Hint: A pair of simultaneous linear equations in two variables can be solved by either Cramer's rule, by elimination, or by substitution.
In order to eliminate one of the variables, make its coefficients equal in both the equations by multiplying / dividing the equations by some number, and then add / subtract the resulting equations.
In order to avoid the lengthy multiplications, add and subtract both the equations to get two new equations with smaller coefficients.

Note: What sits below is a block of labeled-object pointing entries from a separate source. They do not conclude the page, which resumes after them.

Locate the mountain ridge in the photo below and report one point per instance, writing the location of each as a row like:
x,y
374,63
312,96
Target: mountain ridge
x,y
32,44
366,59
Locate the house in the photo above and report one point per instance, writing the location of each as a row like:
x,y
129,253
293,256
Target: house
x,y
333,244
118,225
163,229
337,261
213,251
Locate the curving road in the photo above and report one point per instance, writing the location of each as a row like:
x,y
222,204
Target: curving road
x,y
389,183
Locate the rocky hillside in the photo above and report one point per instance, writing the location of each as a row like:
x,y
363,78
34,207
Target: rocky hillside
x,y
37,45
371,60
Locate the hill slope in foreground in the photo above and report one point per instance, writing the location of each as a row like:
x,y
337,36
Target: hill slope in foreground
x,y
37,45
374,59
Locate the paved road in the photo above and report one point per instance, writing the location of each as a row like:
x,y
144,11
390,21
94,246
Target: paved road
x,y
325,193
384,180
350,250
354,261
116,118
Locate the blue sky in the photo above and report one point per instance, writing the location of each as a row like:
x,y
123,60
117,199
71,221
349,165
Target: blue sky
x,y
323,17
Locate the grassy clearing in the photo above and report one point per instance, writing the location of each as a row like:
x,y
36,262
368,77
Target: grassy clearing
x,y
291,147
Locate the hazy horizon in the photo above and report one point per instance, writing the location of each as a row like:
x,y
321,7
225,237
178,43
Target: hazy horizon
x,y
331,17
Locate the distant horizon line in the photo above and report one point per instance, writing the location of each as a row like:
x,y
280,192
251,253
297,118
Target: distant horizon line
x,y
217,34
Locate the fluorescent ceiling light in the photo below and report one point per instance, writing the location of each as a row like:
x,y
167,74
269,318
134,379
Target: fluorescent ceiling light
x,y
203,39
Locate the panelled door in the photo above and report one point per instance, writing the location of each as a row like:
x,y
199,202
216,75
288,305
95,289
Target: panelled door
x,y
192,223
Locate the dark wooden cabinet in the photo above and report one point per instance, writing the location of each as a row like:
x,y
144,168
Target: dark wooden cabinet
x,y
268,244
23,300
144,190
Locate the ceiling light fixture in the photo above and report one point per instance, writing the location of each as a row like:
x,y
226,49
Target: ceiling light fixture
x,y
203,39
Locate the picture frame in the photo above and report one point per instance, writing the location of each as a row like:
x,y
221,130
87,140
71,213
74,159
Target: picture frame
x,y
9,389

Complete step by step answer:
The given pair of simultaneous equations is:
 $ 99x+101y=499 $ ... (1)
 $ 101x+99y=501 $ ... (2)
On adding the equations (1) and (2), we get:
 $ 200x+200y=1000 $
Dividing all the terms by 200, gives us:
⇒ $ x+y=5 $ ... (3)
On subtracting equation (1) from equation (2), we get:
 $ 2x-2y=2 $
Dividing all the terms by 2, gives us:
⇒ $ x-y=1 $ ... (4)
Since the coefficient of y are equal and of opposite sign, adding equations (3) and (4) will give us:
 $ 2x=6 $
⇒ $ x=3 $
And, substituting this value of x in equation (3) [or equation (4)] gives us:
 $ 3+y=5 $
⇒ $ y=2 $
∴ The solution of the given system of equations is $ x=3 $ and $ y=2 $ .
Check:
 $ 99\times 3+101\times 2 $
= $ (100-1)\times 3+(100+1)\times 2 $
= $ 300-3+200+2 $
= 499
And,
 $ 101\times 3+99\times 2 $
= $ (100+1)\times 3+(100-1)\times 2 $
= $ 300+3+200-2 $
= 501

Note: The solutions to the equations $ {{a}_{1}}x+{{b}_{1}}y={{c}_{1}} $ and $ {{a}_{2}}x+{{b}_{2}}y={{c}_{2}} $ can be determined using Cramer's rule:
 $ D=\left| \begin{matrix} {{a}_{1}} & {{a}_{2}} \\ {{b}_{1}} & {{b}_{2}} \\ \end{matrix} \right| $ , $ {{D}_{x}}=\left| \begin{matrix} {{c}_{1}} & {{c}_{2}} \\ {{b}_{1}} & {{b}_{2}} \\ \end{matrix} \right| $ , $ {{D}_{y}}=\left| \begin{matrix} {{a}_{1}} & {{a}_{2}} \\ {{c}_{1}} & {{c}_{2}} \\ \end{matrix} \right| $ .
The values of the variables x and y are given by: $ x=\dfrac{{{D}_{x}}}{D} $ and $ y=\dfrac{{{D}_{y}}}{D} $ .
If, D = 0, the system is:
Either consistent and has infinitely many solutions. In this case $ {{D}_{x}}={{D}_{y}}=0 $ .
Or it is inconsistent, i.e. it has no solutions. In this case $ {{D}_{x}}\ne 0 $ and $ {{D}_{y}}\ne 0 $ .
Consistent equations with infinitely many solutions are also known as dependent equations, because both are multiples of the same equation.